Bioinspired Silk Fibroin Mineralization for Advanced In Vitro Bone Remodeling Models

Human in vitro bone models can create the possibility for investigation of physiological bone remodeling while addressing the principle of replacement, reduction and refinement of animal experiments (3R). Current in vitro models lack cell-matrix interactions and their spatiotemporal complexity. To facilitate these analyses, a bone-mimetic template is developed in this study, inspired by bone's extracellular matrix composition and organization. Silk fibroin (SF) is used as an organic matrix, poly-aspartic acid (pAsp) is used to mimic the functionality of noncollagenous proteins, and 10x simulated body fluid serves as mineralization solution.
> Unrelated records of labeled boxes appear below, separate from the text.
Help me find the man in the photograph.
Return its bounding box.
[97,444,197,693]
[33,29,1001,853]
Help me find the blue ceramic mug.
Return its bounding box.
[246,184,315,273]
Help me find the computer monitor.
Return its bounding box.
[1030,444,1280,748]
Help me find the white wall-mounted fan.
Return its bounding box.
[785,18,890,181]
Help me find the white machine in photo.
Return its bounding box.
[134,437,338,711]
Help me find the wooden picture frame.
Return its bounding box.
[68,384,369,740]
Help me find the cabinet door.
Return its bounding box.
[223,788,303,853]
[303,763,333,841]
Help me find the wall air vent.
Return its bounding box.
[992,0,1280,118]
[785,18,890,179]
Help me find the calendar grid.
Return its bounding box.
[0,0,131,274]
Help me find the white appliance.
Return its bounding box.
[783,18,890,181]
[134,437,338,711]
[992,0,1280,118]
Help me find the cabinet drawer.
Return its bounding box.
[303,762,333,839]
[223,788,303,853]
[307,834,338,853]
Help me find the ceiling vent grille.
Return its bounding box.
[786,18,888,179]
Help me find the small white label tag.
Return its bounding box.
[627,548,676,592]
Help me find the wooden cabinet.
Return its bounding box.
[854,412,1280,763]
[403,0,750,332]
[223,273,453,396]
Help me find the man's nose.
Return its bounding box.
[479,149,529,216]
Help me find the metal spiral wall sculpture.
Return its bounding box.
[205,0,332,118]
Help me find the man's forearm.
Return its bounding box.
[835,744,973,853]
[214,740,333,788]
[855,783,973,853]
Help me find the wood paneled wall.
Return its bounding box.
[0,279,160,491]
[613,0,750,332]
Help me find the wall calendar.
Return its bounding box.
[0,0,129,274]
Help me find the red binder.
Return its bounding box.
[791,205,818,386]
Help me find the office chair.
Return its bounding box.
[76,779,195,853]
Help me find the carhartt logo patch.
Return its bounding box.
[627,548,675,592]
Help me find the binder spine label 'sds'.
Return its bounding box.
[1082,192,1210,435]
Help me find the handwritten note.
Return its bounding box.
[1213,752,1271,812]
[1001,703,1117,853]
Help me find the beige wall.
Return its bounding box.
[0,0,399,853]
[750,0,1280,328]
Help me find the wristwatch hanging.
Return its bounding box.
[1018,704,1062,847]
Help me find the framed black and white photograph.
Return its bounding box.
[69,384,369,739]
By using pAsp in the mineralization solution, minerals are guided toward the SF material resulting in mineralization inside and as a coating on top of the SF. After cytocompatibility testing, remodeling experiments are performed in which mineralized scaffold remodeling by osteoclasts and osteoblasts is tracked with nondestructive microcomputed tomography and medium analyses over a period of 42 d. The mineralized scaffolds support osteoclastic resorption and osteoblastic mineralization, in the physiological bone remodeling specific sequence. This model could therefore facilitate the investigation of cell-matrix interactions and may thus reduce animal experiments and advance in vitro drug testing for bone remodeling pathologies like osteoporosis, where cell-matrix interactions need to be targeted.

Automated summary

In this study, a bone-mimetic template was developed using silk fibroin, poly-aspartic acid, and simulated body fluid. This model showed support for osteoclastic resorption and osteoblastic mineralization, mimicking the physiological bone remodeling process. The study highlights the potential importance of investigating cell-matrix interactions and using in vitro models for drug testing in bone remodeling pathologies like osteoporosis.